Zur Stärkung der europäischen Regeln zu Waffenexporten wollen wir Nichtregierungsorganisationen ein Verbandsklagerecht einräumen, um die Rechtmäßigkeit genehmigter Rüstungsexporte überprüfen zu lassen. Besonders viele Opfer weltweit fordert der Einsatz von kleinen und leichten Waffen. Die Bundesregierung muss zunächst den Export dieser Waffen und ihrer Munition an Drittstaaten komplett verbieten und nur wenige und gut begründete Ausnahmen ausschließlich im Rahmen von Missionen mit UN-Mandat zulassen. Ein solches Exportverbot für Kleinwaffen fordern wir auch auf europäischer Ebene. Auch wollen wir nicht, dass Überwachungssysteme zur Unterdrückung von Menschen in Diktaturen genutzt werden. Wir fordern daher, dass die Einhaltung der gemeinsamen Regeln für die Ausfuhrkontrolle von Militärtechnologie und Militärgütern (ebenso der gemeinsame Standpunkt des Rats von 2008) überprüft und Verstöße gerichtlich geahndet werden können. Im Rahmen der Überarbeitung der Dual-Use-Verordnung fordern wir die Einführung einer allgemeinen Menschenrechtsklausel, die nicht nur auf Überwachungstechnologie anzuwenden ist. Maßnahmen zur Abrüstung muss die EU auch auf neue Bereiche der Kriegsführung – wie das Internet, den Weltraum und autonome Waffensysteme – ausdehnen.

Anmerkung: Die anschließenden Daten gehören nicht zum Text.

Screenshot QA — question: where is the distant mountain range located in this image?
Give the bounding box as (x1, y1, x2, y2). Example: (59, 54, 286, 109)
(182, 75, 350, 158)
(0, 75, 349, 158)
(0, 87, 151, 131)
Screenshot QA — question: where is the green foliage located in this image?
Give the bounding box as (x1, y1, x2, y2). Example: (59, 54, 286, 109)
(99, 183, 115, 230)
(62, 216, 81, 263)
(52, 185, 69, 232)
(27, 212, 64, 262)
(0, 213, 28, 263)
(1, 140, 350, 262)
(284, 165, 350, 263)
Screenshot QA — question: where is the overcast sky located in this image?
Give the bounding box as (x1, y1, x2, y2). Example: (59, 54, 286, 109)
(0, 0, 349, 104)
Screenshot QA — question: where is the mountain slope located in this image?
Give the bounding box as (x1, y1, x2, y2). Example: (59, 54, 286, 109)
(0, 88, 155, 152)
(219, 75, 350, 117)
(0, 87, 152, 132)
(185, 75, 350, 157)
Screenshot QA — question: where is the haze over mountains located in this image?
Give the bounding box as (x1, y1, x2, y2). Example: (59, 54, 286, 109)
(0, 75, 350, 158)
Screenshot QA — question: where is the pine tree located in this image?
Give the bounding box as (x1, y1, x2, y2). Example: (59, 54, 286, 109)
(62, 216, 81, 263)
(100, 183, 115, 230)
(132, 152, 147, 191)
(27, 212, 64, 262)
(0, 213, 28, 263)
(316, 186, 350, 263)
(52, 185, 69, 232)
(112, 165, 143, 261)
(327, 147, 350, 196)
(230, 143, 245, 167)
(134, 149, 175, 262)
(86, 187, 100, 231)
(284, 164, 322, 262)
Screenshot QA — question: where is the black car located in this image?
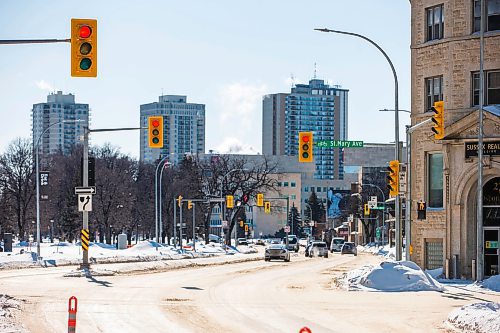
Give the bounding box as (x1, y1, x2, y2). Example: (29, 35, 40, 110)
(341, 242, 357, 256)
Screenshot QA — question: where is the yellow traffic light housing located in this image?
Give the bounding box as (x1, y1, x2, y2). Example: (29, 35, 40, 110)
(177, 195, 183, 207)
(431, 101, 444, 140)
(257, 193, 264, 207)
(226, 195, 234, 209)
(239, 220, 244, 228)
(387, 160, 399, 197)
(187, 200, 193, 210)
(71, 18, 97, 77)
(148, 116, 163, 148)
(298, 132, 313, 163)
(264, 201, 271, 213)
(364, 204, 370, 216)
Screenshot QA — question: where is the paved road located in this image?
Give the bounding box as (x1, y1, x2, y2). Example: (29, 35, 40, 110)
(1, 251, 499, 333)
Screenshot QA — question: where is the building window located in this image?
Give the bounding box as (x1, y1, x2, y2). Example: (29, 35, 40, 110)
(425, 239, 443, 269)
(316, 187, 321, 192)
(304, 187, 309, 192)
(426, 4, 444, 41)
(474, 0, 500, 32)
(283, 182, 289, 187)
(425, 76, 443, 111)
(291, 194, 296, 200)
(472, 70, 500, 106)
(291, 182, 296, 187)
(428, 153, 443, 208)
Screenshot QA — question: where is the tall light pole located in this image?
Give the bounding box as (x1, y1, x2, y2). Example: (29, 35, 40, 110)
(476, 0, 486, 282)
(154, 155, 169, 248)
(315, 28, 401, 260)
(35, 119, 81, 259)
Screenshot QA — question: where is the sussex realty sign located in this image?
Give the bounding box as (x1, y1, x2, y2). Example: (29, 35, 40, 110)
(465, 141, 500, 158)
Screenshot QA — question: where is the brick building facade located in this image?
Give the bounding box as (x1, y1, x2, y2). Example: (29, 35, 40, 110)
(410, 0, 500, 278)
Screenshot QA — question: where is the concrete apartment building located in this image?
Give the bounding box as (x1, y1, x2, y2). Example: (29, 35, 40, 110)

Wir wollen, dass die EU für die Einbeziehung bewaffneter unbemannter Luftfahrzeuge in internationale Abrüstungs- und Rüstungskontrollregime eintritt. Das gilt insbesondere für die Entwicklung, Herstellung, Beschaffung und Verbreitung voll-autonomer Waffensysteme, bei denen Auswahl und Bekämpfung von Zielen keiner Steuerung durch den Menschen unterliegen. Sie können zu massiven Völkerrechtsverletzungen führen und ein neues Wettrüsten ankurbeln. Deshalb soll sich die EU für eine umfassende völkerrechtliche Ächtung autonomer Waffensysteme (LAWs) einsetzen. Außerdem muss
die EU zur atomaren Abrüstung beitragen, sowohl im Innern durch den Einsatz für ein atomwaffenfreies Europa als auch international, und ihre Mitglieder zur Unterzeichnung des UN-Vertrags auffordern.